Impact of Splenic Flexure Mobilization in Laparoscopic Colectomy.

A Sanchez Ruiz, MD, E Grzona, MD, M Bun, MD, A Canelas, MD, M Laporte, MD, C Peczan, MD, N Rotholtz, MD

Colorectal Surgery Division – Hospital Aleman de Buenos Aires. Argentina.

BACKGROUND: Routine mobilization of the splenic flexure (SFM) for left colectomy and its variants is controversial. The pros are getting adequate surgical specimen; to retrieve sufficient number of nodes and minimize the incidence of anastomotic leak. The cons are that increases the complexity of the procedure and the operating time.

Objective: The aim of this study was to evaluate the impact of the (SFM) and to identify predictive factors that predispose its realization.

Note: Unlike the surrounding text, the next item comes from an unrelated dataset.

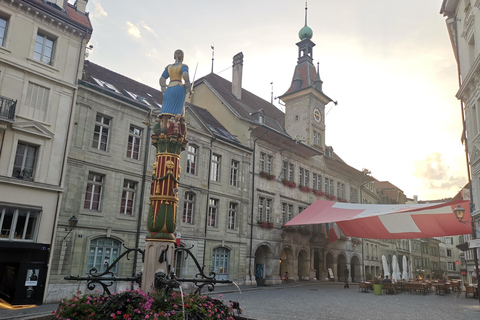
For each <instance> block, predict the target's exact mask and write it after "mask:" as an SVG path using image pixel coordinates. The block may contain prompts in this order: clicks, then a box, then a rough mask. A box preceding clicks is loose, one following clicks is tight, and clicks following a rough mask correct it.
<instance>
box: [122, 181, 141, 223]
mask: <svg viewBox="0 0 480 320" xmlns="http://www.w3.org/2000/svg"><path fill="white" fill-rule="evenodd" d="M136 189H137V183H136V182H134V181H129V180H124V181H123V192H122V202H121V204H120V213H121V214H125V215H130V216H131V215H133V208H134V207H135V191H136Z"/></svg>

DESIGN: Retrospective analysis of a prospective database.

MATERIAL AND METHODS: A retrospective analysis based on a prospective database was performed on all patients operated between June 2000 to May 2012. All patients who underwent procedures that could potentially require MSF were included. The series was divided into three groups: left colectomy (CI); sigmoidectomy (S) and low anterior resection (LAR). Turn these groups were subdivided in those where the SFM wasn’t necessary (CI1; S1; RA1) and those where the SFM who performed (CI2; S2; RA2). Surgical time; complications rate; anastomotic leak rate; hospital length of stay; intestinal recovery; number of lymph nodes retrieved; and length of the specimen were the variables analyzed between the groups. The variables analyzed as predictors for MSF: age, sex, BMI ≥ 30 and ≥ 2 ASA.

RESULTS: 1076 laparoscopic colon surgeries were performed in the period of time analyzed. Of these, 593 were procedures with potential MSF. In 359 (60.5%) of cases the SFM was not performed. Subgroups were distributed as follows: CI1: 161 (27.1%); S1: 326 (55%); LAR1: 106 (17.9%); CI2: 118 (73%); S2: 69 (21.3%); and LAR2: 47 (44.3%). When CI group was analyzed subgroup 2 had a longer operative time (CI1vsCI2: 165vs214 min, p = <0.05); higher number of intraoperative complications (CI1vsCI2: 2.3vs8.5%, p = <0.05), fewer lymph nodes retrieved (CI1vsCI2: 17vs14, 8, p = <0.05) as well as increased length of the specimen (CI1vsCI2: 21 vs 25.7 cm, p = <0.05). There were no differences in the anastomotic leak rates. In the S group, only longer operative time was found in subgroup 2 (S1vsS2: 142vs192 min, p = <0.05). LAR2 had longer operative time (LAR1vsLAR2: 192vs 243 192 min, p = <0.05); longer length of stay (LAR1vsLAR2: 4.4 vs 6.8 days, p = <0.05); longer time for oral tolerance (LAR1vsLAR2: 1.5 vs. 2.7 days p = <0.05); bigger length of specimen (LAR1vsLAR2: 18.6vs22, 5 cm, P <0.05); but the number of lymph nodes removed was lower (LAR1vsLAR2: 16.5vs14, 6, p = <0.05). There were no difference in the rate of dehiscence. BMI> 30 was the only independent predictive factor to avoid the SFM into the three groups (p = <0.05).

CONCLUSIONS: SFM increases surgical time and intraoperative complications without reducing the risk of anastomotic leak. Based on these findings SFM should not be carried out routinely.